Tuesday, 27 October 2009

Access to Justice (Civil Litigation Reforms) Amendment Bill 2009

In Committee

1:41 pm

Photo of Bob BrownBob Brown (Tasmania, Australian Greens) Share this | Hansard source

I have just been having a little chat with Senator Abetz about this amendment. I want to draw Senator Wong’s attention to the fact that I am, at the moment, staying with the wording revision on sheet 5937 and I move:

(1)    Page 22 (after line 23), at the end of the bill, add:

Federal Court of Australia Act 1976

1  At the end of section 34

Add:

        (3)    The Registrar shall cause at least one Registry in each State to be staffed on a full-time basis with the complement of staff in each such Registry to include a full-time Registrar.

The argument here has always been that there should be a registrar, understood to be a full-time registrar, in each state and that includes one in Hobart. To refresh the minds of senators, the problem for Tasmanian senators has been that the court has moved to eliminate the job of registrar in Hobart. We do not accept that and want that job maintained.

The government, I am given to believe and I know Senator Wong will speak on this, was happy for the registrar position to be maintained but not if the word ‘full-time’ was in front of it. I will allow her to put the government’s position on that. The opposition wants that terminology maintained and I can see why, because the Greens have also been committed to keeping the registrar’s position in Hobart on the same basis as the position is maintained in all the other state capitals.

I think Senator Abetz, a while ago, was referring to the extra duties that the registrar in the past has performed with the Australian Administrative Appeals Tribunal to complement the work that is done in Hobart. I will not go right through the argument we have had in this place before, about maintaining that position in Hobart, suffice to say it is an important part of the functioning of the Federal Court for Tasmanians just the same as it is for Queenslanders, Western Australians or the people of New South Wales.
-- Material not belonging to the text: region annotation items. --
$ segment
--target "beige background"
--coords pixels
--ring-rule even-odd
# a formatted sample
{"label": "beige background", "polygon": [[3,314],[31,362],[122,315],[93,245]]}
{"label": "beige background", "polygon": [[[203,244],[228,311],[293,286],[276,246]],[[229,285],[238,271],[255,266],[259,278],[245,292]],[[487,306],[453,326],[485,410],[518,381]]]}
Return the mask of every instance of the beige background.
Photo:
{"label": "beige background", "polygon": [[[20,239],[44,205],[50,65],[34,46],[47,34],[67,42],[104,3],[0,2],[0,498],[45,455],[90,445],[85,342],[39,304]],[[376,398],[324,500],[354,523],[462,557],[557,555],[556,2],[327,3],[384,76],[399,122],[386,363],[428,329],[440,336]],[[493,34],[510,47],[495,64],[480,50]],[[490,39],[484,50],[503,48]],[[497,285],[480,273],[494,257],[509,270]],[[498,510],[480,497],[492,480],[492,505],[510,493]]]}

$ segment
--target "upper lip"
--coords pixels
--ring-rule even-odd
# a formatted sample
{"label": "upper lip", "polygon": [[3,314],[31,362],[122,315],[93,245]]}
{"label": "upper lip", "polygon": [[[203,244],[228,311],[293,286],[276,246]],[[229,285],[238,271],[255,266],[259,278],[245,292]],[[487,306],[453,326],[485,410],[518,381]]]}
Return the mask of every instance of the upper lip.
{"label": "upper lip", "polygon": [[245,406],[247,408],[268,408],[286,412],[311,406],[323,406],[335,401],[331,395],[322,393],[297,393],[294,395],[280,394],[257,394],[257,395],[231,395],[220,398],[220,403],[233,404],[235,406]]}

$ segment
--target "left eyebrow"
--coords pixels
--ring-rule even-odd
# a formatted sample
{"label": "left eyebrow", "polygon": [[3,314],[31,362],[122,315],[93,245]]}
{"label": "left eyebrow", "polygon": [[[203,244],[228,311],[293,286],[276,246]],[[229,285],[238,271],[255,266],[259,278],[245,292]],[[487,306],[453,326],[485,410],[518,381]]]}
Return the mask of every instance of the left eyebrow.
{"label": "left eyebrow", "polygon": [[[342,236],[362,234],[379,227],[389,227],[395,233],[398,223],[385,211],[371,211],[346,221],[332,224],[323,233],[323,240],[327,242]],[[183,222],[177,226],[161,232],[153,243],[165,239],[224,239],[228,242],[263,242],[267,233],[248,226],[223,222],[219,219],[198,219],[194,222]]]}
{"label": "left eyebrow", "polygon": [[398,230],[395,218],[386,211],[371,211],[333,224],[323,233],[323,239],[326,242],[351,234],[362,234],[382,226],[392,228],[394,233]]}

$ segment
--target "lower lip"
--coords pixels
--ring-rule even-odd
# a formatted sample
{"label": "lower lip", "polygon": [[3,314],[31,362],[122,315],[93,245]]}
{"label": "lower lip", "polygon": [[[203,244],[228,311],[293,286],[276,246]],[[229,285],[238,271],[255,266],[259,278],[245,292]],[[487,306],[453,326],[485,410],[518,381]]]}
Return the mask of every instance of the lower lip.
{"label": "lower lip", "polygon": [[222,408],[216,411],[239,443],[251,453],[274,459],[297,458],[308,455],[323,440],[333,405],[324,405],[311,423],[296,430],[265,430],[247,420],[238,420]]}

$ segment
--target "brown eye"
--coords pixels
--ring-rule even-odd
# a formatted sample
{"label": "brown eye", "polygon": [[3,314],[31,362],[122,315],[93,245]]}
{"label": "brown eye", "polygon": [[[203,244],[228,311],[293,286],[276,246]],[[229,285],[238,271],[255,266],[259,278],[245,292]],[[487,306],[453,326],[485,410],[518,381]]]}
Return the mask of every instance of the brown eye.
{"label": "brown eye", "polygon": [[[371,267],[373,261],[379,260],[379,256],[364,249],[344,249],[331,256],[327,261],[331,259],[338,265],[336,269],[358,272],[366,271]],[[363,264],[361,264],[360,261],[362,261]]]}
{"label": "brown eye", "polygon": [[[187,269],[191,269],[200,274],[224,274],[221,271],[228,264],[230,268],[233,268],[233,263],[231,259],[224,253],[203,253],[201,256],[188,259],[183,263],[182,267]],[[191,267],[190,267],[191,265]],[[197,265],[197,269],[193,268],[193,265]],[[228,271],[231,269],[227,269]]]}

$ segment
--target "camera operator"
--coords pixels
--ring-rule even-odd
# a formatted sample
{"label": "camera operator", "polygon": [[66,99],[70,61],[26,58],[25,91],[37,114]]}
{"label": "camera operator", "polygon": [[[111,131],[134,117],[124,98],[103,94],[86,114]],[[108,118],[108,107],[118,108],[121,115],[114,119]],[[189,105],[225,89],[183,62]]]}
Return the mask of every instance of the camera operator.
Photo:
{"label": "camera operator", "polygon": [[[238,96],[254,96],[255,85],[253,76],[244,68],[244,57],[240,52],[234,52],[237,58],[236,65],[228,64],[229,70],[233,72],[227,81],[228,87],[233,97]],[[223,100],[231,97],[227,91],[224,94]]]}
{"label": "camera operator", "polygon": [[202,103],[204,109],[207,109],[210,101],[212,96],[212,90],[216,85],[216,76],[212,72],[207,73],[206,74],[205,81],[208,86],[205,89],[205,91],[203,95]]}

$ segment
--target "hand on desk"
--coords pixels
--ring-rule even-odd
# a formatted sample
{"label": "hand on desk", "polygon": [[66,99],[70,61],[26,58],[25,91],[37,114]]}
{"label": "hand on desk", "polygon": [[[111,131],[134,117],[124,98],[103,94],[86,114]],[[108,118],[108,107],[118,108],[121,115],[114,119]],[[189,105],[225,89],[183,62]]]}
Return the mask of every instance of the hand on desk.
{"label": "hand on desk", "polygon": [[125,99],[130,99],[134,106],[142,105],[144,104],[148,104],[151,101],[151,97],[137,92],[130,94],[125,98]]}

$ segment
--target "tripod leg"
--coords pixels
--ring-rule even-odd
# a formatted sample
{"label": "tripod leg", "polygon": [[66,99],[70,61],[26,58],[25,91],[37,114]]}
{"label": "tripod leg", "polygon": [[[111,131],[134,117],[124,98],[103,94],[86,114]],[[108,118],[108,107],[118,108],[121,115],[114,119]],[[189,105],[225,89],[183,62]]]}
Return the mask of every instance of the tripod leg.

The decision by the court to abolish the position was strange given that clause 18N of the court legislation says that the district registry must have a district registrar. The way of getting around that was to say: ‘The registrar for Hobart will be the one who is in Melbourne.’ We do not accept that. As far as we are concerned, ought to be a registrar in Hobart. The legal establishment in Tasmania is very keen to see that the registrar’s position is maintained. Senator Abetz, as he said, has raised this a number of times in committees. Frankly, the reasoning for abolishing the registrar’s position in Hobart simply has not been validated and the Federal Court should maintain that position. So the amendment is as circulated on sheet 5937 revised 2.